Health Benefits in Africa: Why HMO Top-Ups Are the Most Powerful Retention Tool You're Not Using
Healthcare anxiety is one of the leading sources of financial stress for African employees. Here's how smart HR teams are using health benefits to build unbreakable loyalty.
The Healthcare Anxiety Problem
Healthcare is the single largest source of financial anxiety for most African employees. Not housing. Not food. Healthcare. Because the cost of a serious illness — for themselves or a family member — can be catastrophic in a system where out-of-pocket costs are high and insurance coverage is often inadequate.
This anxiety doesn't stay at home when people come to work. It sits in the background of every working day, consuming mental bandwidth, reducing focus, and creating a low-level dread that no salary increase fully resolves. Companies that address this anxiety directly build a different kind of loyalty — one rooted in genuine gratitude and trust.
What Good Health Benefits Look Like in an African Context
Standard group HMO coverage, while valuable, often has significant gaps. Optical care, dental treatment, mental health services, and specialist consultations frequently fall outside basic plan coverage. Employees discover these gaps at the worst possible moment — when they're already unwell and stressed.
The most effective health benefit programmes layer HMO top-up contributions on top of existing group coverage to fill these gaps. Add a gym credit and a mental health session voucher, and you've created a genuinely holistic package that addresses physical and psychological wellbeing simultaneously.
The Mental Health Dimension
Mental health is emerging as a critical frontier in African workplace benefits. The stigma is reducing — particularly among younger, urban professionals — and demand for accessible, affordable therapy is growing faster than supply. Companies that provide mental health session vouchers as part of their benefits package are seen as forward-thinking employers who understand what their people actually need.
Several African mental health platforms have emerged to serve this need: Uzima in Kenya, Relieve in Nigeria, and international platforms with African-based therapists. Including access to these platforms in your benefits package is both impactful and relatively affordable.
Gym Access: More Than Just Fitness
Gym and fitness credits serve double duty: they support physical health directly, and they provide a valuable stress-release valve. In high-pressure work environments — tech companies, financial services, consulting — access to physical activity is a meaningful wellbeing investment. Utilisation tends to be lower than meal benefits, but the employees who use it are disproportionately your highest performers.

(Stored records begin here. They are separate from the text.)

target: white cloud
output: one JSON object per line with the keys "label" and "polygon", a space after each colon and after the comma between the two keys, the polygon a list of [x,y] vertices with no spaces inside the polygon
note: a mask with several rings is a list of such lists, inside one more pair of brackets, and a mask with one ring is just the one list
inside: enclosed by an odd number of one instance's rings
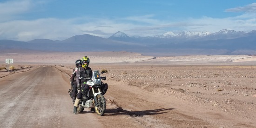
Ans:
{"label": "white cloud", "polygon": [[244,7],[238,7],[226,9],[226,12],[253,12],[256,13],[256,3],[247,5]]}
{"label": "white cloud", "polygon": [[22,19],[19,18],[20,15],[34,11],[42,2],[47,2],[37,1],[10,0],[0,3],[0,17],[5,18],[0,18],[0,40],[29,41],[44,38],[63,40],[85,34],[108,38],[117,31],[122,31],[130,36],[144,37],[177,30],[215,33],[223,29],[245,32],[256,29],[256,13],[252,13],[253,9],[256,10],[254,8],[256,3],[226,10],[227,12],[250,12],[236,17],[221,19],[204,16],[177,22],[157,19],[154,14],[111,19],[85,16],[65,19],[20,20]]}

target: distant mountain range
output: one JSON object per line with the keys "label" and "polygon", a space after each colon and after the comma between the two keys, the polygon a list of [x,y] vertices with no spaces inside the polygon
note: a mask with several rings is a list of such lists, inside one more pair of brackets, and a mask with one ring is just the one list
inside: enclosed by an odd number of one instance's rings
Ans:
{"label": "distant mountain range", "polygon": [[256,30],[249,33],[223,29],[208,32],[168,32],[155,36],[129,37],[117,32],[108,39],[89,34],[63,40],[35,39],[27,42],[0,40],[1,49],[59,52],[120,51],[155,56],[256,54]]}

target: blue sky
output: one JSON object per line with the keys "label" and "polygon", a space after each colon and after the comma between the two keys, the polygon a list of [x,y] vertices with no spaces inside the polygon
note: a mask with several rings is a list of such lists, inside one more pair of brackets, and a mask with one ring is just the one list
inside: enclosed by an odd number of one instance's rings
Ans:
{"label": "blue sky", "polygon": [[0,0],[0,40],[256,30],[256,1]]}

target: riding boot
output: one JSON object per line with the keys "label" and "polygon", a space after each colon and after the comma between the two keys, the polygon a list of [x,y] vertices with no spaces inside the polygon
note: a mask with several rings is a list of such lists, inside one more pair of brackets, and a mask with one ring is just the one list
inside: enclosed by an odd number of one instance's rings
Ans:
{"label": "riding boot", "polygon": [[76,114],[76,111],[77,111],[77,107],[74,106],[73,114]]}

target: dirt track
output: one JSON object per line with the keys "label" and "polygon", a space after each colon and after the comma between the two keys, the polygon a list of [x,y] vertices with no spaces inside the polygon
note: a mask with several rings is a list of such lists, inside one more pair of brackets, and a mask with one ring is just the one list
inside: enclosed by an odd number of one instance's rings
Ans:
{"label": "dirt track", "polygon": [[73,115],[72,67],[43,67],[0,78],[0,128],[256,128],[255,67],[103,67],[104,116]]}

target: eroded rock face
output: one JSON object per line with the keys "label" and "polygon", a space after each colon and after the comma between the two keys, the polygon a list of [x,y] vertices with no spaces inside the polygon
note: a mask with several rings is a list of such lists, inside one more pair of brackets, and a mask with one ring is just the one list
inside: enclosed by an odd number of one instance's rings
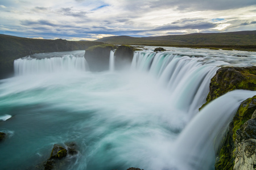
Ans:
{"label": "eroded rock face", "polygon": [[77,146],[75,142],[61,146],[55,144],[52,148],[50,158],[42,163],[36,165],[32,169],[49,170],[63,169],[76,162],[76,155],[78,155]]}
{"label": "eroded rock face", "polygon": [[236,131],[234,169],[256,168],[256,118],[246,121]]}
{"label": "eroded rock face", "polygon": [[201,108],[217,97],[236,89],[256,91],[256,66],[225,67],[218,69],[210,80],[207,102]]}
{"label": "eroded rock face", "polygon": [[115,69],[121,70],[127,66],[130,66],[133,57],[134,49],[129,45],[121,45],[115,52]]}
{"label": "eroded rock face", "polygon": [[155,49],[154,50],[154,52],[164,52],[164,51],[166,51],[166,50],[162,47],[155,48]]}
{"label": "eroded rock face", "polygon": [[6,135],[5,133],[0,132],[0,141],[5,138],[5,135]]}
{"label": "eroded rock face", "polygon": [[216,169],[256,168],[256,96],[243,101],[229,124]]}
{"label": "eroded rock face", "polygon": [[85,50],[84,58],[87,61],[90,71],[104,71],[109,69],[109,55],[116,46],[110,44],[96,45]]}

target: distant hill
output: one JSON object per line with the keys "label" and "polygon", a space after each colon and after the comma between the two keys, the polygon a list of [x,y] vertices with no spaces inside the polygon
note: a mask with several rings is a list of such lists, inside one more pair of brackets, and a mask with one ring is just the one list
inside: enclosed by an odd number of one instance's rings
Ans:
{"label": "distant hill", "polygon": [[85,50],[102,44],[89,41],[33,39],[0,34],[0,79],[13,74],[14,61],[19,58],[38,53]]}
{"label": "distant hill", "polygon": [[256,45],[256,31],[199,33],[147,37],[112,36],[98,39],[96,41],[113,44],[157,46]]}

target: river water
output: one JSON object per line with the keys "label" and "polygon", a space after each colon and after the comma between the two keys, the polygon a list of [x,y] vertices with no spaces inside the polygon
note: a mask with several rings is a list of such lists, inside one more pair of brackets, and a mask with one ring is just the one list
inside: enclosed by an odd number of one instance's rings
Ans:
{"label": "river water", "polygon": [[214,169],[212,141],[256,93],[234,91],[198,108],[220,67],[255,66],[256,53],[145,48],[119,71],[110,62],[110,70],[90,72],[85,51],[15,60],[15,76],[0,80],[1,169],[31,169],[55,143],[75,142],[67,169]]}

How to Structure a Health Benefits Package
- Foundation: Group HMO coverage (meet legal minimums, then go beyond them)
- Enhancement: Monthly HMO top-up contribution of ₦5,000–₦15,000 or KES 2,000–5,000
- Wellness: Gym credit of ₦3,000–₦10,000 per month or equivalent
- Mental health: 1–2 therapy sessions per month via vetted platforms
- Optical/dental: Annual allowance for glasses, check-ups, and dental treatment
The ROI Case for Health Benefits
Health benefits reduce sick days, reduce presenteeism (the cost of employees being at work but not fully functional), and reduce attrition. The combined financial impact is substantial. A team member who leaves costs between 50% and 200% of their annual salary to replace — factoring in recruitment, onboarding, and productivity loss. If health benefits retain even a fraction of your team for an additional year, the investment pays for itself many times over.